End U.S. embargo of Cuba
(editorial)
 
Washington should unconditionally end its economic embargo of Cuba. That's what the U.S. government should do right now if, as its spokespeople claim, it is truly concerned about the destruction wreaked by Hurricane Michelle.

The U.S. embargo on Cuba, aimed at crippling the Caribbean nation's economy, is part of Washington's four-decade-long war against the Cuban people and their revolutionary leadership. The goal of this economic, military, and political aggression is to try to punish the working people of Cuba for the crime of breaking free from U.S. control, making a socialist revolution, and refusing to subordinate the interests of working people to the dictates of the overlords of the American empire to the north.

The U.S. rulers were horrified when, after sweeping out a U.S.-backed dictatorship in 1959, workers and farmers established their own government, mobilized youth to wipe out illiteracy, guaranteed farmers their right to the land, took the factories out of the hands of the exploiters, uprooted racist discrimination, expanded women's rights, and sent volunteers to join in anti-imperialist freedom struggles from Algeria to Angola.

Above all, Cuba sets a "dangerous" example to workers and farmers throughout Latin America and the world--including in the United States. The U.S. embargo is a cold-blooded course in the interests of the tiny class of billionaire families who rule this country. That is why the U.S. cold war against Cuba does not end, and in fact has been intensified through measures such as the 1996 Helms-Burton law signed by William Clinton.

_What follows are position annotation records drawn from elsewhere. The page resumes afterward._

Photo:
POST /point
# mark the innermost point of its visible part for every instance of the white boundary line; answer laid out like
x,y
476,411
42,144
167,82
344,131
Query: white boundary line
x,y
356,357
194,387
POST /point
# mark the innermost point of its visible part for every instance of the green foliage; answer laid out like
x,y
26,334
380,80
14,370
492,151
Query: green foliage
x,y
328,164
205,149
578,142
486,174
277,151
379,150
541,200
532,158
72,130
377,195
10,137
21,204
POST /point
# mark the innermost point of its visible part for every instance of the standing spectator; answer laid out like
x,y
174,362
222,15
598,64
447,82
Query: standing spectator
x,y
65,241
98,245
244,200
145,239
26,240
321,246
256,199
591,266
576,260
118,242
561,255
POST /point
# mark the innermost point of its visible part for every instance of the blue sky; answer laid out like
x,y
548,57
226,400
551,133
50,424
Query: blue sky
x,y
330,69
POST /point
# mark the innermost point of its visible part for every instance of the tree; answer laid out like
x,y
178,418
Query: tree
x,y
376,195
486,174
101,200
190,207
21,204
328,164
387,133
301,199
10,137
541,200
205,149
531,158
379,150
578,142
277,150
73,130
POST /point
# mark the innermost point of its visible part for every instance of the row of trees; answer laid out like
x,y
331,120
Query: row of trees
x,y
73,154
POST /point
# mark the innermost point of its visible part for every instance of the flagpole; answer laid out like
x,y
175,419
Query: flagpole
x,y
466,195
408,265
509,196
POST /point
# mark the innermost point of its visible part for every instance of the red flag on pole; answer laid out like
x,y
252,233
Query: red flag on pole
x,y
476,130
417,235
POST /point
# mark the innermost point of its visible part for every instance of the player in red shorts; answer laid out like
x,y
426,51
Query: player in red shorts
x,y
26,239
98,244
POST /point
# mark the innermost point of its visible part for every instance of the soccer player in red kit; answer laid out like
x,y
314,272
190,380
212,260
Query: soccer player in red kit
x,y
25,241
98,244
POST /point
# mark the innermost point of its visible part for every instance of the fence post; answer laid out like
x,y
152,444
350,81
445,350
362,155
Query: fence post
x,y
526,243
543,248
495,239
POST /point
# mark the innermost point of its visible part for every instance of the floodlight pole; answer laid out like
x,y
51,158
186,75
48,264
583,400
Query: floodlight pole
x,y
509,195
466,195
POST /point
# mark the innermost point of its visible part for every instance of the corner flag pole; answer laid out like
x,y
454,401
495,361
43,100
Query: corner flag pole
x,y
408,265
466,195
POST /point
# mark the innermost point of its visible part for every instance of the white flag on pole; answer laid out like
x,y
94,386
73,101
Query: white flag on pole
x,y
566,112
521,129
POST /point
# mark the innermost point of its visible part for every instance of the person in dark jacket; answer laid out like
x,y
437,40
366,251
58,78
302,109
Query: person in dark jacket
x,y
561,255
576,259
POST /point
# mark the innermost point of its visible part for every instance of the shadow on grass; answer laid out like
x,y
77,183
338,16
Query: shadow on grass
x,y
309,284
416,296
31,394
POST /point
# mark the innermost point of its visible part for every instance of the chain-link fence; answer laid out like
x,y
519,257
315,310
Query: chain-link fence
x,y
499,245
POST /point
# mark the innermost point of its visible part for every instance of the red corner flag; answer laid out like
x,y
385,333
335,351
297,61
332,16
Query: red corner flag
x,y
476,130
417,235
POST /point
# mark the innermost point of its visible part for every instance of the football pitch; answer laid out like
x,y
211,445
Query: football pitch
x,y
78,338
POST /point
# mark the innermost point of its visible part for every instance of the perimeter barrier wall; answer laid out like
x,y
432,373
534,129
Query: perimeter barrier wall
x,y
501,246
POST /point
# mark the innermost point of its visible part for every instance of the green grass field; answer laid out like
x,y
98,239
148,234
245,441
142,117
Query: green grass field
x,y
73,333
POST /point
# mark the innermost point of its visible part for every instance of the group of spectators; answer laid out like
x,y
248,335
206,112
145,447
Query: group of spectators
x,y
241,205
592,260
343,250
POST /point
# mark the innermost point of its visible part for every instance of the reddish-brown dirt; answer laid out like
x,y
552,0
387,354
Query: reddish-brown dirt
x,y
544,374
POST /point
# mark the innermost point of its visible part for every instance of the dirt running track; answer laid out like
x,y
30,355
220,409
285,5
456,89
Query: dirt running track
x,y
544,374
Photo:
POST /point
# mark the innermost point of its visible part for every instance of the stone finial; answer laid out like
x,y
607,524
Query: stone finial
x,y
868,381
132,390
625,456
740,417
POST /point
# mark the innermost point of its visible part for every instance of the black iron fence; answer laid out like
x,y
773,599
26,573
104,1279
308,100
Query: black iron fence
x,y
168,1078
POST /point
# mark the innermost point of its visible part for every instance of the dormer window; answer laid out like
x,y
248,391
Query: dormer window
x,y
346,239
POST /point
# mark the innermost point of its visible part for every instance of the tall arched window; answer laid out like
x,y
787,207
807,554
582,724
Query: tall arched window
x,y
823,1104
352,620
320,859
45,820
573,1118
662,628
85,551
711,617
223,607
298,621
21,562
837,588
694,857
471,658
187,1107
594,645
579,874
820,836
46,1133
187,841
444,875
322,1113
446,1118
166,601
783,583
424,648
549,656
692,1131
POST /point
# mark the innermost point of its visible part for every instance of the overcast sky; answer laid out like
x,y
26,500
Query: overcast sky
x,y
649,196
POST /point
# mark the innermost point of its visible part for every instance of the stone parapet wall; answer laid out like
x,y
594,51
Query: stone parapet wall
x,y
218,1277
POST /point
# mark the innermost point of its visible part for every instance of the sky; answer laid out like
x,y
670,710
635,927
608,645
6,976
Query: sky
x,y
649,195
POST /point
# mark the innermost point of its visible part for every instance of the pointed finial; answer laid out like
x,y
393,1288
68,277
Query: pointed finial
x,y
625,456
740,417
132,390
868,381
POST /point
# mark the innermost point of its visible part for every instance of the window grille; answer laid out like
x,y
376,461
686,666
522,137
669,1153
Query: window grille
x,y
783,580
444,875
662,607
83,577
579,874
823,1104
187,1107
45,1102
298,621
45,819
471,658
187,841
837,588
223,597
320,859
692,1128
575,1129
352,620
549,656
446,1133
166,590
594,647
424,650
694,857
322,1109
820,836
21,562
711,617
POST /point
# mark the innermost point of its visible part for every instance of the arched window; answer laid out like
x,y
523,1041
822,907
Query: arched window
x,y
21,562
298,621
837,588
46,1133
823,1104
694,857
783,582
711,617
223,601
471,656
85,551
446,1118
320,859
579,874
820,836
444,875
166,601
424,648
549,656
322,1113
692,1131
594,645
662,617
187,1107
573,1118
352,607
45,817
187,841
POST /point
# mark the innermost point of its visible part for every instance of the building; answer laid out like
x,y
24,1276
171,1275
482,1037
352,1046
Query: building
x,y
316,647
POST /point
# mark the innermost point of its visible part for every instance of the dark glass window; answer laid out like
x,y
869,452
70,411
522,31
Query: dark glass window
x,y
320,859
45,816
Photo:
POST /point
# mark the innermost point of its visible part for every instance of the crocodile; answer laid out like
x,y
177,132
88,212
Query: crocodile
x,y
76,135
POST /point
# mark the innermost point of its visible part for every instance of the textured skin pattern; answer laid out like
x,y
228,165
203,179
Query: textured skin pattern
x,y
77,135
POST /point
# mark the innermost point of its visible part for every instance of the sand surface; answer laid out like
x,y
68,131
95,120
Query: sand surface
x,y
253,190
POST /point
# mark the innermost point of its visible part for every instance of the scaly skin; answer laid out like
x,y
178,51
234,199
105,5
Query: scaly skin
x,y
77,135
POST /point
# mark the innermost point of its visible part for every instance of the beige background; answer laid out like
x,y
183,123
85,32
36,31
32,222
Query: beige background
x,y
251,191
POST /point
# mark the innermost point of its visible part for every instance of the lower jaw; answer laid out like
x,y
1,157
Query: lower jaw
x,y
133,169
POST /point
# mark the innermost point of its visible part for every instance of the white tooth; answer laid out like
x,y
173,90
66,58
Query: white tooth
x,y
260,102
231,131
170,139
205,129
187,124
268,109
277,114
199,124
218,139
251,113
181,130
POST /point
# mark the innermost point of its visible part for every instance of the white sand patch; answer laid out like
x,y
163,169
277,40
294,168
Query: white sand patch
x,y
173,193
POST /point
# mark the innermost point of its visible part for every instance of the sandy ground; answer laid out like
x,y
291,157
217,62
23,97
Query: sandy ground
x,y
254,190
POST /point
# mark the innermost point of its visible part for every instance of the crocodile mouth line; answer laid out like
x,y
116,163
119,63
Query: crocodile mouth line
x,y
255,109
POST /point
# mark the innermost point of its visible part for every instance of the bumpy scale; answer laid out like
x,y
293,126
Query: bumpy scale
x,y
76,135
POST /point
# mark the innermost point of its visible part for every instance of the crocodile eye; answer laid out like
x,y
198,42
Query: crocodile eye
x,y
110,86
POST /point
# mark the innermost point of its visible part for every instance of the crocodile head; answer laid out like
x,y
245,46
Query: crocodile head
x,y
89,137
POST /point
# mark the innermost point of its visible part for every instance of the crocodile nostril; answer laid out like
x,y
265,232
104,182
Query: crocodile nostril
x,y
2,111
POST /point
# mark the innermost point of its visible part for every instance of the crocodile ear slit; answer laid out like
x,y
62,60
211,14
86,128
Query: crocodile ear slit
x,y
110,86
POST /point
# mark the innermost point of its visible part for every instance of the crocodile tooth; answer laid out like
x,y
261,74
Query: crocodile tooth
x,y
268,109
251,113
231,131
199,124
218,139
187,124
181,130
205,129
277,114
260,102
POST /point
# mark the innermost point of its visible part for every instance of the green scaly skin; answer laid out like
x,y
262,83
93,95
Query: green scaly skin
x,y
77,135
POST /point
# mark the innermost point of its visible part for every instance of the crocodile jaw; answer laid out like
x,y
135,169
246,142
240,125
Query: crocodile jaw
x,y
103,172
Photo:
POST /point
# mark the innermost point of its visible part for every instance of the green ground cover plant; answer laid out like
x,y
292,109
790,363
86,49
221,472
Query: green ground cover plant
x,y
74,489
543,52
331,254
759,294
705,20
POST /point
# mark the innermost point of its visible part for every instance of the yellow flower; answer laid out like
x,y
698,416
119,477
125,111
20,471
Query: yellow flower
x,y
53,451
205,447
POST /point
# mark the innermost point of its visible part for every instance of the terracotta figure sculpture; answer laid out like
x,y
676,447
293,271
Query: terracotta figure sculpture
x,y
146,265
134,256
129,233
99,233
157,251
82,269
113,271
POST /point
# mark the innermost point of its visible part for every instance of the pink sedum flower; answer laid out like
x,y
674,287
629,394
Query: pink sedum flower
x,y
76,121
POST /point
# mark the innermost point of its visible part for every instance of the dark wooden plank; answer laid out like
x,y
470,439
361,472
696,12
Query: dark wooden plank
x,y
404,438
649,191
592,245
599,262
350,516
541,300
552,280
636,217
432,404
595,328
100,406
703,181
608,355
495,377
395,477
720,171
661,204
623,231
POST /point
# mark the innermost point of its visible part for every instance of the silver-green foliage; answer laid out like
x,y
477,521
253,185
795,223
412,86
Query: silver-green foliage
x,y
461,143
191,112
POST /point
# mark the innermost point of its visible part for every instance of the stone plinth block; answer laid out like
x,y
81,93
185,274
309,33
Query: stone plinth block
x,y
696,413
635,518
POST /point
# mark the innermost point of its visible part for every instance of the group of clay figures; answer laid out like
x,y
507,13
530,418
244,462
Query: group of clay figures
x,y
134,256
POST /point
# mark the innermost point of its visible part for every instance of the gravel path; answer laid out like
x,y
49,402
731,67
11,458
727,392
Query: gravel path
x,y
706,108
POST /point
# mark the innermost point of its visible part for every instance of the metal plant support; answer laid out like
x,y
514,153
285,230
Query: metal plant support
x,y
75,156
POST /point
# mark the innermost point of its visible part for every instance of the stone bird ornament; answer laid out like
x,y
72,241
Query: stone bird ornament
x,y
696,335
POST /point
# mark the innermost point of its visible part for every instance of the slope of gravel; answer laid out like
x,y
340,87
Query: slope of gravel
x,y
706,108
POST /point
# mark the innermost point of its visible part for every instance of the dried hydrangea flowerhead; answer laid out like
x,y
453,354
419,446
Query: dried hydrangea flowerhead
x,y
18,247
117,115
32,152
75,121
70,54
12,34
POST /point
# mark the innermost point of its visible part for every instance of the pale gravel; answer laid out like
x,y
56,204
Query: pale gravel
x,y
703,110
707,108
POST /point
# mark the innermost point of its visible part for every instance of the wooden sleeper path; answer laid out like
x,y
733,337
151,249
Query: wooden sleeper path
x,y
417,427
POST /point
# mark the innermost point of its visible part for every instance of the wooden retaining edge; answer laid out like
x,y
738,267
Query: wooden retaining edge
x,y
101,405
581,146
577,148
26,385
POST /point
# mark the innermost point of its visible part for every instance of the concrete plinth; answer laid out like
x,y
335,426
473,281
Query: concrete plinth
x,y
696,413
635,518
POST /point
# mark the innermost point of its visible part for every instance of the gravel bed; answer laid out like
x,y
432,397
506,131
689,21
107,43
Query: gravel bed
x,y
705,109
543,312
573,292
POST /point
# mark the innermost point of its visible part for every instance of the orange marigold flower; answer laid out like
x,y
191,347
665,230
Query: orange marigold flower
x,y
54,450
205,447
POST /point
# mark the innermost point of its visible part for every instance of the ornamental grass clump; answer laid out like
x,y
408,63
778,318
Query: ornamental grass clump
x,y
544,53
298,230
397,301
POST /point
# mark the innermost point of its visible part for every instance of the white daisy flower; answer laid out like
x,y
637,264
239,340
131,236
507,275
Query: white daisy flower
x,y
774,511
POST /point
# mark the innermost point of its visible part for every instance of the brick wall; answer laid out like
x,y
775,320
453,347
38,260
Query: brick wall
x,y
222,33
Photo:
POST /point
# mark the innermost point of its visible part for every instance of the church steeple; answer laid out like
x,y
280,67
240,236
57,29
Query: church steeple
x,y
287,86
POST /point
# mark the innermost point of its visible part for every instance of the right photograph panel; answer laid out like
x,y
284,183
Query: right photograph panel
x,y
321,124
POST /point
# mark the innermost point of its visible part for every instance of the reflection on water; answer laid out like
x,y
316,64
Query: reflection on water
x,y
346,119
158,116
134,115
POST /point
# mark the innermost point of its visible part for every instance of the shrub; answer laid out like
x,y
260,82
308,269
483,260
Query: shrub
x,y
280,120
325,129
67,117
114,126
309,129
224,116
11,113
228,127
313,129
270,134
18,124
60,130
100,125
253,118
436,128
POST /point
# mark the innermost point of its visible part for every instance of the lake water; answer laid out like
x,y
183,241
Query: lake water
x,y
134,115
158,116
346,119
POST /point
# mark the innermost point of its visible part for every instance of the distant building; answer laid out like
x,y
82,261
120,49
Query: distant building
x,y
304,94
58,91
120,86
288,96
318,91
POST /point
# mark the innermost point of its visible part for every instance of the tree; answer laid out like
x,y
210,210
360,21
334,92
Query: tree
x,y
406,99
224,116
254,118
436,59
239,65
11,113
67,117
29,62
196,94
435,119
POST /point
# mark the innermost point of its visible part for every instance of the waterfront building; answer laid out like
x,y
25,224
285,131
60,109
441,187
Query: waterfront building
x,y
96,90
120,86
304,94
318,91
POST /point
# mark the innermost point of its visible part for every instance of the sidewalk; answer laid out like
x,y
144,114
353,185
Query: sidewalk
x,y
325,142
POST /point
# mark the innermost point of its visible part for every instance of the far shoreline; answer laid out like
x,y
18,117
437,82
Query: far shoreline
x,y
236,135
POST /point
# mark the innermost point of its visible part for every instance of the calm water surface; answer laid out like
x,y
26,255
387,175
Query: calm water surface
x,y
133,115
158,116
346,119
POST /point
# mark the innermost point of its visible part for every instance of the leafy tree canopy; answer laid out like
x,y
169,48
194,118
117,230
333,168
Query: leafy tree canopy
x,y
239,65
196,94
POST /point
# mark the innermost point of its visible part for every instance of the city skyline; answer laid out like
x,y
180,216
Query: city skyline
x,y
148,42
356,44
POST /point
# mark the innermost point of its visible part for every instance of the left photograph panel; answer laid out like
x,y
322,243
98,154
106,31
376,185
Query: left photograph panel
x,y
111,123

The U.S. government responded with typical imperial insolence to the destruction caused by the hurricane. Instead of offering whatever material assistance Cuba needed with no strings attached--as Cuba's revolutionary government itself has done many times in response to natural disasters in other countries--Washington sent a diplomatic note saying it would first make its own "assessment" of what the island needed. Then White House spokesman Ari Fleischer had the nerve to insist that any U.S. aid would be sent through "third parties" in order to be "certain that the Cuban people, and not the Castro regime, will benefit."

Cuba calmly rejected this arrogance, and was able to work out an arrangement to purchase specific amounts of food, medicine, and raw materials from U.S. companies to help reestablish Cuba's reserves.

In contrast with the terrible human and social toll of hurricanes in Central America and the Caribbean in 1998--from which those nations have still not recovered--Cuba was able to organize and mobilize its population to minimize the losses. Some 750,000 people were evacuated from their homes, and only five people died. This could only happen in a country where workers and farmers have made a revolution and are in power.

The most important act of solidarity that working people in the United States can offer Cuba in response to the critical conditions caused by the hurricane is to demand that Washington end its barbaric embargo and travel ban on Cuba, and to tell the truth about the Cuban Revolution and its example for workers, farmers, and young people in this country.